From 4439b29e947e8bc372419f130096689eb5421c77 Mon Sep 17 00:00:00 2001
From: Joao Gante <joaofranciscocardosogante@gmail.com>
Date: Thu, 19 Oct 2023 16:53:28 +0100
Subject: [PATCH] Generate: update basic llm tutorial (#26937)

---
 docs/source/en/llm_tutorial.md | 87 ++++++++++++++++++++++++++--------
 1 file changed, 67 insertions(+), 20 deletions(-)

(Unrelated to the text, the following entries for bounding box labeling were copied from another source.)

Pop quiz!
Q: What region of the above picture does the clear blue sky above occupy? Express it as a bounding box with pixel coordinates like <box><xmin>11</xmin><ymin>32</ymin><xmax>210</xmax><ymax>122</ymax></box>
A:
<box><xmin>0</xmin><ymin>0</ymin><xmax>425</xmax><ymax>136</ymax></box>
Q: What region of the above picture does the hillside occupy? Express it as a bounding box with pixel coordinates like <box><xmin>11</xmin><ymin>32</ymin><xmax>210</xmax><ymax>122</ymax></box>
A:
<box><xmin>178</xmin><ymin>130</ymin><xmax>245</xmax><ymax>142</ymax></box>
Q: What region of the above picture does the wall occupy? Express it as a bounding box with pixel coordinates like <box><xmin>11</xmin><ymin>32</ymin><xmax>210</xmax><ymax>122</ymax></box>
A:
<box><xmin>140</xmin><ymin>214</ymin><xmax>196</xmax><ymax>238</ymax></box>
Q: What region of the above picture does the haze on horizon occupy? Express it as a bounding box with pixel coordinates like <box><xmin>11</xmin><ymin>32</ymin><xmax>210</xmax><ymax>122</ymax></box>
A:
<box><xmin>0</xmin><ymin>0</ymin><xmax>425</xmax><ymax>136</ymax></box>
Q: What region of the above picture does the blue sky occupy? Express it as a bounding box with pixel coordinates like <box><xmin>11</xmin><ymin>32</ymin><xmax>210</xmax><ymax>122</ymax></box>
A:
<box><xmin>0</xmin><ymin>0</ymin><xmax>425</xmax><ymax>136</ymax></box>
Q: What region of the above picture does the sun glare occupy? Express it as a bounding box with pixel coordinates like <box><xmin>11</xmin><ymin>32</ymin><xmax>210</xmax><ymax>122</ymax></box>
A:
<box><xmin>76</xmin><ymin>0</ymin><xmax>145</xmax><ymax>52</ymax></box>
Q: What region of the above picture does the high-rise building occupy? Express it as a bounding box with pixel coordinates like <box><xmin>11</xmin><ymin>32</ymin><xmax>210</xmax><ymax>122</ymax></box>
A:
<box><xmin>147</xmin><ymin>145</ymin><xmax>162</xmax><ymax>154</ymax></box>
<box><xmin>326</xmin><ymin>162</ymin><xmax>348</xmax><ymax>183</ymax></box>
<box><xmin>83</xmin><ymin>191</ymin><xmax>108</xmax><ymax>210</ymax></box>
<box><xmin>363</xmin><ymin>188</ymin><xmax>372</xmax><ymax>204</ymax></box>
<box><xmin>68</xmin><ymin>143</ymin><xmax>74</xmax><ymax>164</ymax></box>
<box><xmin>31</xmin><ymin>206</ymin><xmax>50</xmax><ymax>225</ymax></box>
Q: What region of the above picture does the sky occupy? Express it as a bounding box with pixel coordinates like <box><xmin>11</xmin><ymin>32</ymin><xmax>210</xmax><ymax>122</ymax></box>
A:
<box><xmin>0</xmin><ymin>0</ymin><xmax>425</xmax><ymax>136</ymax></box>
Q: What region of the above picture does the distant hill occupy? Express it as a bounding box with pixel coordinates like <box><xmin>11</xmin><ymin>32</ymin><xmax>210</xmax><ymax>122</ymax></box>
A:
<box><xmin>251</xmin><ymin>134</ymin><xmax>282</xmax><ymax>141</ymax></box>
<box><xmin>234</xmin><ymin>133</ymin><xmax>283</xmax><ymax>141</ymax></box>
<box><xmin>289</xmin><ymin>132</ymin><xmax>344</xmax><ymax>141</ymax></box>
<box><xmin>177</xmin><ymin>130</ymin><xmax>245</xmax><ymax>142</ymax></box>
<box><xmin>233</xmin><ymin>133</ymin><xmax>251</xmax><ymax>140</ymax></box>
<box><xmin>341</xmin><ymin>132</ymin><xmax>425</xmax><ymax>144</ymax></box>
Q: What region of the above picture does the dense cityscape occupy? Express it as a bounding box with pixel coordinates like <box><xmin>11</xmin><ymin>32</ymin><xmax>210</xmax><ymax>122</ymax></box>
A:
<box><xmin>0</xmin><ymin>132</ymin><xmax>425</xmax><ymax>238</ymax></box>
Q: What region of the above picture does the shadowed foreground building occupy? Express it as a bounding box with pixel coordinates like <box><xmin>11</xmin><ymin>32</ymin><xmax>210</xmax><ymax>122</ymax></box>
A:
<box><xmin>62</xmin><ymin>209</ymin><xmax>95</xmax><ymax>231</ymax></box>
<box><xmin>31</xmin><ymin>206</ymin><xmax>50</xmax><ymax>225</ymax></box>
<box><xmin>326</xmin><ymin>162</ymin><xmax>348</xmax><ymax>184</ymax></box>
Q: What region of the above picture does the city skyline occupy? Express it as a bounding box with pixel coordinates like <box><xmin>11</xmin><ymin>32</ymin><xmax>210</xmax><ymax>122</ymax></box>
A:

diff --git a/docs/source/en/llm_tutorial.md b/docs/source/en/llm_tutorial.md
index 0be71233a20a88..bb42fb4633bf69 100644
--- a/docs/source/en/llm_tutorial.md
+++ b/docs/source/en/llm_tutorial.md
@@ -74,14 +74,13 @@ If you're interested in basic LLM usage, our high-level [`Pipeline`](pipeline_tu
 
 </Tip>
 
-<!-- TODO: update example to llama 2 (or a newer popular baseline) when it becomes ungated -->
 First, you need to load the model.
 
 ```py
 >>> from transformers import AutoModelForCausalLM
 
 >>> model = AutoModelForCausalLM.from_pretrained(
-...     "openlm-research/open_llama_7b", device_map="auto", load_in_4bit=True
+...     "mistralai/Mistral-7B-v0.1", device_map="auto", load_in_4bit=True
 ... )
 ```
 
@@ -97,18 +96,31 @@ Next, you need to preprocess your text input with a [tokenizer](tokenizer_summar
 ```py
 >>> from transformers import AutoTokenizer
 
->>> tokenizer = AutoTokenizer.from_pretrained("openlm-research/open_llama_7b")
+>>> tokenizer = AutoTokenizer.from_pretrained("mistralai/Mistral-7B-v0.1", padding_side="left")
 >>> model_inputs = tokenizer(["A list of colors: red, blue"], return_tensors="pt").to("cuda")
 ```
 
 The `model_inputs` variable holds the tokenized text input, as well as the attention mask. While [`~generation.GenerationMixin.generate`] does its best effort to infer the attention mask when it is not passed, we recommend passing it whenever possible for optimal results.
 
-Finally, call the [`~generation.GenerationMixin.generate`] method to returns the generated tokens, which should be converted to text before printing.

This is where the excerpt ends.